Current situation ‘extremely worrying’ says SAM immediate past president

As pressure continues to rise across the NHS, Dr Nick Scriven, immediate past president of the Society for Acute Medicine, said in a statement today (28 December):

“The current situation is extremely worrying as the numbers of Covid patients are increasing rapidly at the time of year when things are always ‘tight’. 

“With the numbers approaching the peaks from April, systems will again be stretched to the limit. It is not ‘just the case’ of using the Nightingale hospitals as there are simply no staff for them to run as they were originally intended (mini intensive care units).

“They could play a role perhaps if used as rehabilitation units for those recovering but, again, where do we find the specialist staff – the NHS simply does not have the capacity to spare anyone.

“Using ‘surge’ capacity as NHS England suggests will mean mobilising any usable bed area and stretching staff to look after patients there – often outside the normal ‘comfort zone’ of staff, e.g. unwell medical patients on surgical wards, or, even less safely, opening up ‘mothballed’ areas (‘ghostwards’ from previous years) and spreading staff more thinly than usually considered optimal or even safe.

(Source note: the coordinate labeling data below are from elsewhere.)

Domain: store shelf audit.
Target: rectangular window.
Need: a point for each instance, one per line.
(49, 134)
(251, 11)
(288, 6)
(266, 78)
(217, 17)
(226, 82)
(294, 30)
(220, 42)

“This will, of course, mean cancelling elective care again. With ICU capacity there will be a need to utilise every ICU bed in a region and the nursing operating theatre areas like in the Spring, again hitting elective surgical lists.

“If there was a glimmer from the second wave in the north it was that ICU capacity didn’t get quite so bad but the flip side was that many more patients were treated with ‘respiratory support’ outside ICU, meaning ward staff stretched further with the wider use of what is called CPAP (aka non-invasive ventilation).

“Outside of London, the worry at the moment is that all of the same issues are occurring but from a worse ‘starting point’ as the midlands/north never really exited the second wave. 

“Staff illness is also a major concern now with suggestions 10% are already affected but that is likely to worsen.”